A causa de un reportaje sobre William Friedkin visto en Movistar y en el que el director estadounidense manifestaba su admiración por su compañero francés Henri Georges Clouzot (Niort, 1907 – París, 1977), de cuya obra El salario del temor (1953) había rodado un remake que le procuró la ruina comercial, volví a meditar en el señor Clouzot y también, aun, a observarlo bajo otra luz, bastante mucho más oblicua y sórdida de lo que sus películas parecían insinuar. En fachada, Clouzot era un señor muy aficionado a leer novelas policiacas al que se le daban realmente bien los thrillers, como probaba en especial aquella pesadilla ética llevada a cabo celuloide que fue Las mefistofélicas (1955), fundamentada en una novela del imbatible tándem Boileau – Narcejac, pero si rascabas un tanto en sus largos, asomaba una visión de todo el mundo entre fatalista y deprimente que entonces terminó heredando su compatriota Claude Chabrol (París, 1930 – 2010): no es nada extraño que este acabara llevando al cine un guion de Clouzot, que este no había logrado alzar, L’enfer (1994).

Como su aventajado alumno, Clouzot se especializó en retratar sitios y ocasiones que dejaban al descubierto sus negros pensamientos sobre la condición humana. Lo logró ahora en 1942 con El asesino vive en el 21 y en 1943 con El cuervo (cinta que mostraba la pobreza ética de los pobladores de una pequeña ciudad francesa, tema que hace aparición de manera permanente en la filmografía de Chabrol, a propósito). Desgraciadamente para él, las dos películas fueron producidas por Continental Largometrajes, compañía construída por Joseph Goebbels a lo largo de la ocupación alemana de Francia, lo que, concluida la Segunda Guerra Mundial, dejó a Clouzot en una situación no muy respetable ni favorable merced a la que recibió acusaciones de colaboracionismo (lo mismo le pasó a Hergé, el padre de Tintín, por continuar dibujando las aventuras de su héroe bajo la supervisión teutona en Bélgica). Unos años después fue rehabilitado y logró rodar sus 2 piezas maestras, El salario del temor y Las satánicas, pero su etapa bajo el mando de Goebbels le dejó marcado para toda la vida.
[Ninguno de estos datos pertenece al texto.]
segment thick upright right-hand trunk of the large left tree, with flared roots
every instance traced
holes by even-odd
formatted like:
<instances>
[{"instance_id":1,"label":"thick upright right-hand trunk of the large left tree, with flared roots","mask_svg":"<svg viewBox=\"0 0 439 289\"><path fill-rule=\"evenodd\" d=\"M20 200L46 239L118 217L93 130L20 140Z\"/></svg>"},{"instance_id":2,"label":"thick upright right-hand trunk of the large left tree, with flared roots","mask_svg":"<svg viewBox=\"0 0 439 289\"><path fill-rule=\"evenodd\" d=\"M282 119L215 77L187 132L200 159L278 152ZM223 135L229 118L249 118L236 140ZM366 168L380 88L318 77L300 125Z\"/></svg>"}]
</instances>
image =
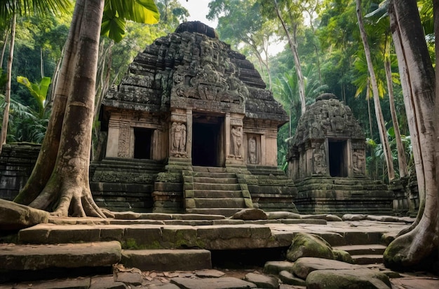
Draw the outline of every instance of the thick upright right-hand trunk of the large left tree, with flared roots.
<instances>
[{"instance_id":1,"label":"thick upright right-hand trunk of the large left tree, with flared roots","mask_svg":"<svg viewBox=\"0 0 439 289\"><path fill-rule=\"evenodd\" d=\"M68 96L58 155L46 186L29 204L37 209L53 210L55 216L105 217L93 201L88 183L103 8L102 0L76 1L74 20L77 23L72 23L71 30L74 31L69 32L69 36L74 38L69 44L76 44L77 49L66 53L71 57L63 59L63 66L65 62L73 62L62 69L73 77L58 83L61 85L59 89L67 92L63 95Z\"/></svg>"}]
</instances>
Escasa seguridad en el género humano

Aparte de la admiración de Friedkin, si volví a Clouzot fue pues hallé en Filmin la última película que rodó, La presa (1968), que sugiero fervientemente a quien no la haya visto, ya que forma una atrayente extravagancia a medio sendero, para comprendernos, entre el Peeping Tom de Michael Powell, la Belle de jour de Luís Buñuel y el Blow up de Michelangelo Antonioni. Los 2 enormes temas de Clouzot como cineasta siempre y en todo momento fueron, a mi parecer, la pobreza ética humana generalmente y la pobreza ética de las relaciones sentimentales particularmente. La presa es la única película que rodó en color nuestro hombre, y entre los bienestares añadidos a su visionado es lo datada que está, lo visible que resulta su ambientación en el París del mayo del 68, en una Francia que no era la de Las mefistofélicas, pero que proseguía ofertando, en este momento en color, la posibilidad para el director de cine de insistir en sus manías de siempre y en todo momento.
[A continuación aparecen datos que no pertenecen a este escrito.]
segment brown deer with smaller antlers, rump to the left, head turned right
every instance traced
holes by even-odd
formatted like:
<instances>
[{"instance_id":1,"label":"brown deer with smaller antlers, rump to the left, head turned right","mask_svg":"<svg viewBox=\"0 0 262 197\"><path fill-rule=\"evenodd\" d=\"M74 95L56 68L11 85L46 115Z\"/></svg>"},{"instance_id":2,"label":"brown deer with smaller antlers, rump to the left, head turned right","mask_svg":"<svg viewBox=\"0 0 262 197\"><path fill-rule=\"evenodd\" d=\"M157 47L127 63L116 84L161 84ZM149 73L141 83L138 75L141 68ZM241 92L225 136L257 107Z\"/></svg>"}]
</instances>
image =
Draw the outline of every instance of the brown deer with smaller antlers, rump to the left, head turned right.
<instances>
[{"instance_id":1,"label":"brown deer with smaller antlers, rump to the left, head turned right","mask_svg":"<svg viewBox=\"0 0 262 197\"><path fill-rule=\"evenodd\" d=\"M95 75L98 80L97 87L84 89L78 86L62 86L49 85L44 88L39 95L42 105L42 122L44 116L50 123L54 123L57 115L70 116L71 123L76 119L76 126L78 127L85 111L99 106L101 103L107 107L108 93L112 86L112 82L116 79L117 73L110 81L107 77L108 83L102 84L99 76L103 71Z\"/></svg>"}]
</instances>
Una imagen de ‘La presa’ de Clouzot

La presa avanza en el planeta del arte. Sus personajes principales son un ama de la casa que se aburre y desea ser actualizada a cualquier precio (y a través del sexo, a ser viable), su marido, un artista cinético no muy refulgente, y el galerista de este, un pervertido decadente y voyeur al que es suficiente con ver mostrarse en pantalla para intuir que va a traer inconvenientes al peso a la pareja entregada a la modernidad artística y popular. Nos encontramos frente al habitual triángulo amoroso, pero con unas situaciones mucho más malvadas de lo frecuente. Y si bien ciertas secuencias se resientan de la visión que tiene un señor de 61 años de los recientes usos y prácticas, en la mayor parte se adivina que la película es una exclusiva vuelta de tuerca a las obsesiones comunes del director, que no volvió a rodar nada hasta su fallecimiento nueve años después.
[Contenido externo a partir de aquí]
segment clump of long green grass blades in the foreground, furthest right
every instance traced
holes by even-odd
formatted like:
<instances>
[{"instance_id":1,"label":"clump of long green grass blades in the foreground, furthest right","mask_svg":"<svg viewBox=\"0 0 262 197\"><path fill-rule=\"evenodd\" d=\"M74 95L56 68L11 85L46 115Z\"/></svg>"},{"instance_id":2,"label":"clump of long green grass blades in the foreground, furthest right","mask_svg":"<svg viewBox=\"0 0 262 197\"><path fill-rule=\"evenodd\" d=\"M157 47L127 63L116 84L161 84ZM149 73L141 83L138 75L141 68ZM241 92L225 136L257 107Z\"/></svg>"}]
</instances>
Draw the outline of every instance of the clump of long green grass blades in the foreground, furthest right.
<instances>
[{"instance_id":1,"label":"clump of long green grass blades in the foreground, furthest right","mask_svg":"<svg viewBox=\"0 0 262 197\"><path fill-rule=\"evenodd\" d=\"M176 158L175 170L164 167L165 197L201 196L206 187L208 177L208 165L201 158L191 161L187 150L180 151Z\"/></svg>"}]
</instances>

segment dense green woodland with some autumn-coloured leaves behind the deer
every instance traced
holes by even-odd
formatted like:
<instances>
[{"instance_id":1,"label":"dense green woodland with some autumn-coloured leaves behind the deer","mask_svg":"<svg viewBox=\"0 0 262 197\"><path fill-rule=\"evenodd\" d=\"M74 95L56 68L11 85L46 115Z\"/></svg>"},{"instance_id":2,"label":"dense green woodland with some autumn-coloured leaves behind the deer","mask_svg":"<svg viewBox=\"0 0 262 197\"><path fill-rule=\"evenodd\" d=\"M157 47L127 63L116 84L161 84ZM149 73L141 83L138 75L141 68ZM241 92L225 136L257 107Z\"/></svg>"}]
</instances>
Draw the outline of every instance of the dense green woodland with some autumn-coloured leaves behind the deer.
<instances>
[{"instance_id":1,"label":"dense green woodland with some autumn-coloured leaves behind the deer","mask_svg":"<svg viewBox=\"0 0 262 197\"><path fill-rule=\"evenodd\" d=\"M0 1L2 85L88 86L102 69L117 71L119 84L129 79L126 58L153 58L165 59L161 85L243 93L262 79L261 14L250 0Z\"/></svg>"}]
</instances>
Es posible que La presa sea su obra mucho más ignorada y que se preste a ciertos comentarios irónicos sobre un cineasta al que, en teoría, se le pasó el arroz, pero me semeja una dignísima despedida de alguien que probó en su obra su escasa seguridad en el género humano antes de pasarle el testigo a Claude Chabrol, otro lector incansable de novelas negras, que logró de esa escasa, o nula, seguridad en sus semejantes el leit motiv de prácticamente toda su obra. Como en la Dinamarca de Hamlet, algo olía a podrido en Francia, y allí estuvo Henri Georges Clouzot (y después Chabrol) para plasmarlo en la pantalla.